Verify Flash Attention and SGLang:

python -c "
import flash_attn, sglang
print(f'flash-attn: {flash_attn.__version__}')
print(f'sglang:     {sglang.__version__}')
"

Option B: Docker

A pre-built image is published on Docker Hub — it skips the from-source steps above entirely. Requires the NVIDIA Container Toolkit so --gpus all works.

docker run --gpus all --net=host --shm-size=512g -it astraflowai/astraflow:v0.1.0

Note on --shm-size: this sets the size of the container’s /dev/shm. A recipe run co-locates the trainer, RaaS, and SGLang in a single container, all sharing one /dev/shm — in particular RaaS stages received model weights under /dev/shm/astraflow_weights during weight transfer. The container default (64 MB) and small values such as 16g are far too small and cause OSError: [Errno 28] No space left on device during training on 8B-scale recipes.
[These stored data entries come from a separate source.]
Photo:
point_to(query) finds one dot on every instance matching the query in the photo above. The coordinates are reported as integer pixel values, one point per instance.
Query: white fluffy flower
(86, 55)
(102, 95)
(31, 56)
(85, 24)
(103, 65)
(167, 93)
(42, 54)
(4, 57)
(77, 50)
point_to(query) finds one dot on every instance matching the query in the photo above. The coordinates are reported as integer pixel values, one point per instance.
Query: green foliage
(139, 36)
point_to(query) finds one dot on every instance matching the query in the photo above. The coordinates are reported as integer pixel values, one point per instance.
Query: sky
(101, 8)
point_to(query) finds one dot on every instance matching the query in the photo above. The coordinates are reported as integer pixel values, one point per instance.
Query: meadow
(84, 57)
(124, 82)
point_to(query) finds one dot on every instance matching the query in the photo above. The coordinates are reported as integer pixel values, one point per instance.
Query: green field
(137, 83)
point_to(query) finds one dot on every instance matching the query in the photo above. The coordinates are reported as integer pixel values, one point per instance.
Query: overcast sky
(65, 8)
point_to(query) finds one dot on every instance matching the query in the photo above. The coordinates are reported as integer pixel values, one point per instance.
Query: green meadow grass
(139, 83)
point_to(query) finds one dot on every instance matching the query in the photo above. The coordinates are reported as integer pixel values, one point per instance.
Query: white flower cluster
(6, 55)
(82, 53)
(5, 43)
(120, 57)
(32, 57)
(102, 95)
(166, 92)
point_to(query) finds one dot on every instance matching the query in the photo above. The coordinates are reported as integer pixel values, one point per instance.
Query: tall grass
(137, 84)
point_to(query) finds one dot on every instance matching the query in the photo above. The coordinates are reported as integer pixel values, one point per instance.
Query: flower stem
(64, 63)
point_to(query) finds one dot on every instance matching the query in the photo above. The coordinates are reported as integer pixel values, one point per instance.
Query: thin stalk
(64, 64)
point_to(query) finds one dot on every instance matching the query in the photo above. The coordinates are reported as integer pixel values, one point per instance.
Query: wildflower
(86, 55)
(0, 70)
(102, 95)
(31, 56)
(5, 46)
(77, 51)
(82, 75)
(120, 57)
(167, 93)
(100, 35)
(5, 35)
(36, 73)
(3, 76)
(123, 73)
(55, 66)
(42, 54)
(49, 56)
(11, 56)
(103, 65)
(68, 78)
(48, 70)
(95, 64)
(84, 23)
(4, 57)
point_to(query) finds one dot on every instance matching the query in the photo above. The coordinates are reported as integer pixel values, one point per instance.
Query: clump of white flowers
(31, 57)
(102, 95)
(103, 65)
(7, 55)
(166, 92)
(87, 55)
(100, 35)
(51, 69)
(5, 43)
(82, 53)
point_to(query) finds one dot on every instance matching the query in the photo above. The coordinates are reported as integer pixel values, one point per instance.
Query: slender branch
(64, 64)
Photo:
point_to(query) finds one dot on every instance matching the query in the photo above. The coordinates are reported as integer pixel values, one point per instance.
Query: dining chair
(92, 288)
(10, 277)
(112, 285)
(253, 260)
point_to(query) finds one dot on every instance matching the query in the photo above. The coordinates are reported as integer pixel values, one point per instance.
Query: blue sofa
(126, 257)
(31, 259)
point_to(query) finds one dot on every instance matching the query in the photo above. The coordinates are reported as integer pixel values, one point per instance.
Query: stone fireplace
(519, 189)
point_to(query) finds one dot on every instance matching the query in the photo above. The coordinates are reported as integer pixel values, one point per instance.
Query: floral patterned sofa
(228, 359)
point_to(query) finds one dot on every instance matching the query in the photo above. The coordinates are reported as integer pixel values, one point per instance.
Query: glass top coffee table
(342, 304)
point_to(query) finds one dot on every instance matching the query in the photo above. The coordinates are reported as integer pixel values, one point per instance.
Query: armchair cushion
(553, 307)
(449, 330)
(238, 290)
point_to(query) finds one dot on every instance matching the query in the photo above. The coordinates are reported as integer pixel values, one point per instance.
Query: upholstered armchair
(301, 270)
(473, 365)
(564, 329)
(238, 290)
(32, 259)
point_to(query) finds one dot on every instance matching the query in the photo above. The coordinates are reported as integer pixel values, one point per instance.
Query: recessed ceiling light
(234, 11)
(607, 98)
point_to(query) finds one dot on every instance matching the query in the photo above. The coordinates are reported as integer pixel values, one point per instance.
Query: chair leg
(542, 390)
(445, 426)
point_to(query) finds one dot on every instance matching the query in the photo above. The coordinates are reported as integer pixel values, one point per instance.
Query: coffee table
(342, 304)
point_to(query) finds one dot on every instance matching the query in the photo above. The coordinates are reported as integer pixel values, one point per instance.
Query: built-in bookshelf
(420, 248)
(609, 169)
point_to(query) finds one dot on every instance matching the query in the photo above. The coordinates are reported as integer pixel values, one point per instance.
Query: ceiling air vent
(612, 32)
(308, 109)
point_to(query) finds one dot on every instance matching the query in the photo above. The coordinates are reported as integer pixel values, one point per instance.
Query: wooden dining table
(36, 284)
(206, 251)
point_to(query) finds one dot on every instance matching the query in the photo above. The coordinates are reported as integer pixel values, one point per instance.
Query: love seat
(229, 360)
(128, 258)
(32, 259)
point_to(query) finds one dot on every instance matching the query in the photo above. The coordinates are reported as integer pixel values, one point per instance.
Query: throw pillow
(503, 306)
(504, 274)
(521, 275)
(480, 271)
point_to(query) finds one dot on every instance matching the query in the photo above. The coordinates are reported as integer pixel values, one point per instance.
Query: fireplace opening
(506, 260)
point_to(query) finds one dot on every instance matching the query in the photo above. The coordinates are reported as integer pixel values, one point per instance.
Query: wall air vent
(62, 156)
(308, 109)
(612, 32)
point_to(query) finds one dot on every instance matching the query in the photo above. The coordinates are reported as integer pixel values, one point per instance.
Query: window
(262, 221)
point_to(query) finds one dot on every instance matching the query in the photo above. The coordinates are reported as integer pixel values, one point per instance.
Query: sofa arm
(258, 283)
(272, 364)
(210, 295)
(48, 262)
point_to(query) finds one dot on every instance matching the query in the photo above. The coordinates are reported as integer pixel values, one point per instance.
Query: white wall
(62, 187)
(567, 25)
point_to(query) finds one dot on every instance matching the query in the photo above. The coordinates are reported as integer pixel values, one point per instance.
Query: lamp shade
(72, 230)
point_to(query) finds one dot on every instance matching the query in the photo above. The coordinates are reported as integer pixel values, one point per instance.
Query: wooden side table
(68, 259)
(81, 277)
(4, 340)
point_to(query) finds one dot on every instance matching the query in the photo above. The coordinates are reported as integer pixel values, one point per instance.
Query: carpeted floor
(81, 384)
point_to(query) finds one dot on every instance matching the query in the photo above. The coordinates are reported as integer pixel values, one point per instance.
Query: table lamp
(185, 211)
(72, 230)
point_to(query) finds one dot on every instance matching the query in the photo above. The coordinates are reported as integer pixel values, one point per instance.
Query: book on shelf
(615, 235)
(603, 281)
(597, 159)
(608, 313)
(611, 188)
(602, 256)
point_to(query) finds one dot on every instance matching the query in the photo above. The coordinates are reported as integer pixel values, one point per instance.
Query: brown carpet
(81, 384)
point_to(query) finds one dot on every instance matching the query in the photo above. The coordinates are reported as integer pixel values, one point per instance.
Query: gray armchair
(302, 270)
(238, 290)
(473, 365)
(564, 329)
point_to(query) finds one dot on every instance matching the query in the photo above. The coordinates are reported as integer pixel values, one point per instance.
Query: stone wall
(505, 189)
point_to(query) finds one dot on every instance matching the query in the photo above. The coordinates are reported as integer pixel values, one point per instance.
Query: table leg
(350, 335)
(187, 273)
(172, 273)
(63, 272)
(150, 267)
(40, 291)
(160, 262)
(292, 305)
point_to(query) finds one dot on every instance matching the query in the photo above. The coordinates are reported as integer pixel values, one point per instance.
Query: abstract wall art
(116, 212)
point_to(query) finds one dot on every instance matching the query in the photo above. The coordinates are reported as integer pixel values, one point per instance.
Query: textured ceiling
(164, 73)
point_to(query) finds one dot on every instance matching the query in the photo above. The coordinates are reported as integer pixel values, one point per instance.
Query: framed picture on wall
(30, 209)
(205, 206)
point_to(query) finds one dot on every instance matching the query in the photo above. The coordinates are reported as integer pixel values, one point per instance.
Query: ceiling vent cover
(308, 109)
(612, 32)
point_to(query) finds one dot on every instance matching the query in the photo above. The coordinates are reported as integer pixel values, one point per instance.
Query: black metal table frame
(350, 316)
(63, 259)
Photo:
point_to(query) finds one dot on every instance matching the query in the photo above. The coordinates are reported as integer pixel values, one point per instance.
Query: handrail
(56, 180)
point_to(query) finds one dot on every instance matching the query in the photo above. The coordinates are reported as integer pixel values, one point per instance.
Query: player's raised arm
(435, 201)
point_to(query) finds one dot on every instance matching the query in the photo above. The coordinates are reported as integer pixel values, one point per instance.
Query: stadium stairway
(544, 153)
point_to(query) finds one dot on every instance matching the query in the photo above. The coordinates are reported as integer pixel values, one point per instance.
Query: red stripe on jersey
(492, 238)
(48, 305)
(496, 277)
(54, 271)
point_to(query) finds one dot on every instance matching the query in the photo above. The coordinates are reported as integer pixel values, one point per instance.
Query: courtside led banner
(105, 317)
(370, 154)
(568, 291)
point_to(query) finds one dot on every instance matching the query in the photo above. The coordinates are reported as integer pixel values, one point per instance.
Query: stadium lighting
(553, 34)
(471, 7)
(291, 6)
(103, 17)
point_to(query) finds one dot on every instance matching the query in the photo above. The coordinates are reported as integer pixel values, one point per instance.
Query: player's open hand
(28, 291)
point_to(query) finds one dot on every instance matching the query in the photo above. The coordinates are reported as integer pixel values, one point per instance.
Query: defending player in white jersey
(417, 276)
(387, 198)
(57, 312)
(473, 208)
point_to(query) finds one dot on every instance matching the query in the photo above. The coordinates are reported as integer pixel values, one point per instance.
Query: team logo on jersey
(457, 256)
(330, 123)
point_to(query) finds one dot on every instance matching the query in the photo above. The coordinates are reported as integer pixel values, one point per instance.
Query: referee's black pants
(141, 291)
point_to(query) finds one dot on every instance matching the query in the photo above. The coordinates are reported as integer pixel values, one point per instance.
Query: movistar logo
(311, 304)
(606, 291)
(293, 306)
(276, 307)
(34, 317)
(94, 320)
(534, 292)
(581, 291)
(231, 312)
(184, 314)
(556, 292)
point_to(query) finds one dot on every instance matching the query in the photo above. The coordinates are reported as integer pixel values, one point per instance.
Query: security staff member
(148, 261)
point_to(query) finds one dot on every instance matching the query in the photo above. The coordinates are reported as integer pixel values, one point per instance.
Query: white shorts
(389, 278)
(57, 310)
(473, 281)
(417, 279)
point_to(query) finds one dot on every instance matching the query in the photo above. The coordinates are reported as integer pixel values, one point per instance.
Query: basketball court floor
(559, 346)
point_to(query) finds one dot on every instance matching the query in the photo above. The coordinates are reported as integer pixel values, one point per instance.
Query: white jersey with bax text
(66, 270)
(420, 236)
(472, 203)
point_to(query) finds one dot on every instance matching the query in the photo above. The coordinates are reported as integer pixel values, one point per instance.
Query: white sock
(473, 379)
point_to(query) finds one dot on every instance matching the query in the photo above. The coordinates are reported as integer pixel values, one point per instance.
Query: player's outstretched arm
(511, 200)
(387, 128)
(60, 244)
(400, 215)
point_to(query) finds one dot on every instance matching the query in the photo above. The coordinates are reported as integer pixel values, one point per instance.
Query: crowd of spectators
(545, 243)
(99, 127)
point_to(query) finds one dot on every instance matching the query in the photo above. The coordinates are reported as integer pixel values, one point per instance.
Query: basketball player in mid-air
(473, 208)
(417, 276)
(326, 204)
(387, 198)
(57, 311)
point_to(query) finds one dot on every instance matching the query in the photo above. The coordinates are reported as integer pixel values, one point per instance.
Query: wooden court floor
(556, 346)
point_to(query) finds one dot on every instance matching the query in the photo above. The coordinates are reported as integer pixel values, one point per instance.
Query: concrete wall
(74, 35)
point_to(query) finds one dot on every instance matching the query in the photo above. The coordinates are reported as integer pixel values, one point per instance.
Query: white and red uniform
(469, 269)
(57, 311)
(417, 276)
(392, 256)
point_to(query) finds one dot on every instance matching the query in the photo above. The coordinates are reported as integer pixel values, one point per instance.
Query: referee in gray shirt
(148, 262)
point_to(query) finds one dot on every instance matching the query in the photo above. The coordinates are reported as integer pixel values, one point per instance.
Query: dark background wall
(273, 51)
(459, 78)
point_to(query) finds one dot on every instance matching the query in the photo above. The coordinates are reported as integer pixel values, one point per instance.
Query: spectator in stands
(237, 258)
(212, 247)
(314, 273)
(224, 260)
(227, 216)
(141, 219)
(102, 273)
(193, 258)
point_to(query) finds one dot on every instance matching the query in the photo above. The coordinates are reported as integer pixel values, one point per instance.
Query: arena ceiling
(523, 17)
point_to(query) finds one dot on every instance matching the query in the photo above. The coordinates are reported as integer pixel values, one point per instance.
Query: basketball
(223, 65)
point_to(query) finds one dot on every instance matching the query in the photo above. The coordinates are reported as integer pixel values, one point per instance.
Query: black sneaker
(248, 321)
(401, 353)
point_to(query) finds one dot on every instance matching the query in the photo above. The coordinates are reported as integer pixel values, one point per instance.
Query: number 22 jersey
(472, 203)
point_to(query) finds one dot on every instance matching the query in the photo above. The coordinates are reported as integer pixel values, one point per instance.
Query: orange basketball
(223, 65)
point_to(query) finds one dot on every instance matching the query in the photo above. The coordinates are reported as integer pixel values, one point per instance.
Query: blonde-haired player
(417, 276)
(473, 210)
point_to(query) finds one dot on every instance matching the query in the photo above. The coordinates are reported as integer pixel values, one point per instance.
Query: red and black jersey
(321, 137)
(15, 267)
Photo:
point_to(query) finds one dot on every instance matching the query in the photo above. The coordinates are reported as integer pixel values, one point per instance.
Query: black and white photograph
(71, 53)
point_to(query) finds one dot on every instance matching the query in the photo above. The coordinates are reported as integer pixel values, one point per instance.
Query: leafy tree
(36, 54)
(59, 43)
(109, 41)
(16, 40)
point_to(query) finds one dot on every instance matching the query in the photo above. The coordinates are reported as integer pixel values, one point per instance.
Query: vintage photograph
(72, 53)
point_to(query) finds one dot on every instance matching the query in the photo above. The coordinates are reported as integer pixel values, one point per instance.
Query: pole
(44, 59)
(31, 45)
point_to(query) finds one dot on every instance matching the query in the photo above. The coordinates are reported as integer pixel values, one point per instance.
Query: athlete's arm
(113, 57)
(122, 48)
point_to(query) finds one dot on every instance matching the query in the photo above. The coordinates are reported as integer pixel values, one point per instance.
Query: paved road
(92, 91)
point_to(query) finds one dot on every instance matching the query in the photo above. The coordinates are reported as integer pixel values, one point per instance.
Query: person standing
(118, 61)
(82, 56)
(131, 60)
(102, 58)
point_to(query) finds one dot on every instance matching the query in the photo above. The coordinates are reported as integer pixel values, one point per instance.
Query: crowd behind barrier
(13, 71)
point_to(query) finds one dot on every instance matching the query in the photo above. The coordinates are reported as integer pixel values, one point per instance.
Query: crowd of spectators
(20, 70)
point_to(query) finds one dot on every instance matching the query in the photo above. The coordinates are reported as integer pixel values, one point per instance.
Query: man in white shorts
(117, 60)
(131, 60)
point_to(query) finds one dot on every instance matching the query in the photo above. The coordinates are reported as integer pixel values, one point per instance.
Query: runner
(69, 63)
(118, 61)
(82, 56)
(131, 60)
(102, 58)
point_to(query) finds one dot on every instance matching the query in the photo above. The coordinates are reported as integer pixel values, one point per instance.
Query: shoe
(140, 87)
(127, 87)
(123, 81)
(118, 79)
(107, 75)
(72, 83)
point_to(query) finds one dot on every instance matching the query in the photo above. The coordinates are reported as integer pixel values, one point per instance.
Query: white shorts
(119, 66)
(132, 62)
Size /dev/shm generously (512g above). It is a tmpfs cap, not a reservation, so it only consumes host RAM as actually used — set it to a value comfortably below host RAM.

The image bundles astraflow, SGLang, and flash-attn. Pin a version tag (v0.1.0) for reproducibility; :latest tracks the most recent release. See docker/README.md for build details and the NVIDIA Container Toolkit install guide.